The Separation (1)
The morning light over Shanghai filtered softly through the sheer curtains of Liang Wei’s apartment, casting pale gold shadows across the wooden floor. The city was already awake, cars humming, distant voices rising but inside, everything felt suspended in stillness.
Wei sat by the window, her fingers gently tracing the rim of a porcelain teacup long gone cold. She had not slept.
On the small table beside her lay a folded note, its edges softened from being opened and closed too many times.
Wei, I cannot be present as I wish. There are obligations I cannot ignore. This is temporary… but I do not know when I will return.
Her eyes lingered on the final line. I do not know when.
For someone like Xu Zhe, so precise, so controlled to leave something uncertain… it frightened her more than any clear goodbye ever could.
She pressed the note lightly to her chest, closing her eyes.
“Temporary,” she whispered to herself. “It must be.”
But even as she said it, something deep within her understood this was not a simple distance. This was the beginning of something heavier.
Beijing – A Different World
In Beijing, the air felt sharper, colder.
Xu Zhe stood at the floor-to-ceiling window of the hospital’s private wing, the city skyline stretching endlessly before him. His reflection stared back, calm, composed, unreadable. But beneath that surface, everything was strained.

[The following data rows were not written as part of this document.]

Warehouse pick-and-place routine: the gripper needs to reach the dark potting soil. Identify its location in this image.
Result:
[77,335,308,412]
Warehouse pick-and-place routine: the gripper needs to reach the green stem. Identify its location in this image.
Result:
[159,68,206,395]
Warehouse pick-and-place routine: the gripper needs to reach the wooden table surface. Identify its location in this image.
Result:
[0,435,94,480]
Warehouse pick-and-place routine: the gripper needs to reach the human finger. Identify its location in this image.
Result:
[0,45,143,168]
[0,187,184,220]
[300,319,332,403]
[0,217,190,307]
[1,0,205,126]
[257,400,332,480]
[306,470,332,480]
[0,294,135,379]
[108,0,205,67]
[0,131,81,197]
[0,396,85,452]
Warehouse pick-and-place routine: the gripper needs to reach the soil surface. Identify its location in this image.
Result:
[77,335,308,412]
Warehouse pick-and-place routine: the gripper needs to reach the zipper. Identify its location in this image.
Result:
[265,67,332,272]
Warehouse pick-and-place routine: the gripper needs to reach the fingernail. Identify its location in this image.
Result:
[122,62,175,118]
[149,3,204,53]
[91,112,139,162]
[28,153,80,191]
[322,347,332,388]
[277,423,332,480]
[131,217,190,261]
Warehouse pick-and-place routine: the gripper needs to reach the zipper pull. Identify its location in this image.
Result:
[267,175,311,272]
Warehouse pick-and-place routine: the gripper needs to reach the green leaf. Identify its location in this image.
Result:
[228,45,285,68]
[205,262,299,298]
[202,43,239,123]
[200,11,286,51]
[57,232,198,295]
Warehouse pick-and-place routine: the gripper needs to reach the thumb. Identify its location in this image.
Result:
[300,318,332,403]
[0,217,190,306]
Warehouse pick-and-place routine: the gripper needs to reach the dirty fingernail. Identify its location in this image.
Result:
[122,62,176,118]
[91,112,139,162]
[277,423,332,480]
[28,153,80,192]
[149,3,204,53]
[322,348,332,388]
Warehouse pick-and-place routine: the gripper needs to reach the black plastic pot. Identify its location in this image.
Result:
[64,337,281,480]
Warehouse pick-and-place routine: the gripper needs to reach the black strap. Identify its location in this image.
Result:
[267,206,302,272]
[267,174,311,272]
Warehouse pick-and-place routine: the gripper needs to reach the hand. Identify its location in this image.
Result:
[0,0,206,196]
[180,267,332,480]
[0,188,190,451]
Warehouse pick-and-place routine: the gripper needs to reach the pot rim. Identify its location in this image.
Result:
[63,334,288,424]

Behind him, machines hummed quietly. His father lay in the hospital bed, pale but conscious, his presence still commanding even in weakness.
“You came,” the older man said, voice thin but firm.

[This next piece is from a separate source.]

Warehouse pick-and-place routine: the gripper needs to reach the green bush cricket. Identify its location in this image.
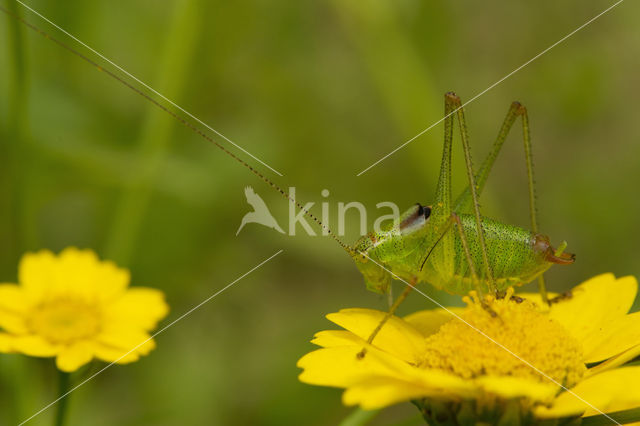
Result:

Xu Zhe inclined his head slightly. “Of course.”
“You know why you’re here.”
It wasn’t a question.
Xu Zhe’s jaw tightened almost imperceptibly. “The company,” he said.
“The future,” his father corrected. “Yours. Ours.”
A pause.
“And that actress?”
The word lingered in the room, sharp and dismissive.

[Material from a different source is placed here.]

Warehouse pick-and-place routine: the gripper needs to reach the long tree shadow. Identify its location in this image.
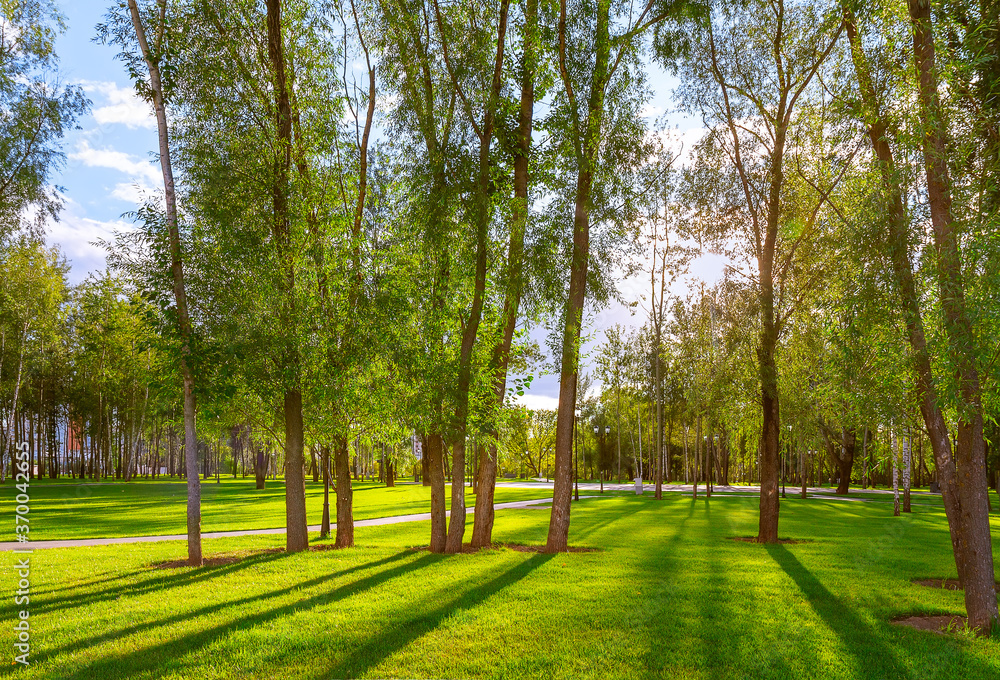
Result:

Xu Zhe’s gaze darkened. “She is not a distraction.”
His father let out a quiet, humorless breath. “Everything is a distraction if it weakens your judgment.”
Silence fell between them heavy, unavoidable.
“You cannot afford weakness now,” his father continued. “The Zhao family is watching. Rivals are waiting. One mistake… and everything collapses.”
Xu Zhe said nothing.
But in his mind, he saw Wei standing by the river, her voice soft, her presence steady.
Not weakness.
Never weakness.
But… something he could lose.
Days of Silence
Back in Shanghai, days blurred into one another.
Wei returned to the theater, her performances flawless as always. The audience saw brilliance,grace, emotion, perfection.
But backstage, in the quiet moments between scenes, she would glance at her phone.
No messages.
No calls.
Only silence.
Her colleagues praised her. Critics admired her. Directors spoke of her growing legend.
But none of that filled the quiet absence left by him.
At night, she would walk alone along the Bund, the river reflecting the city lights just as it had the nights they spent together.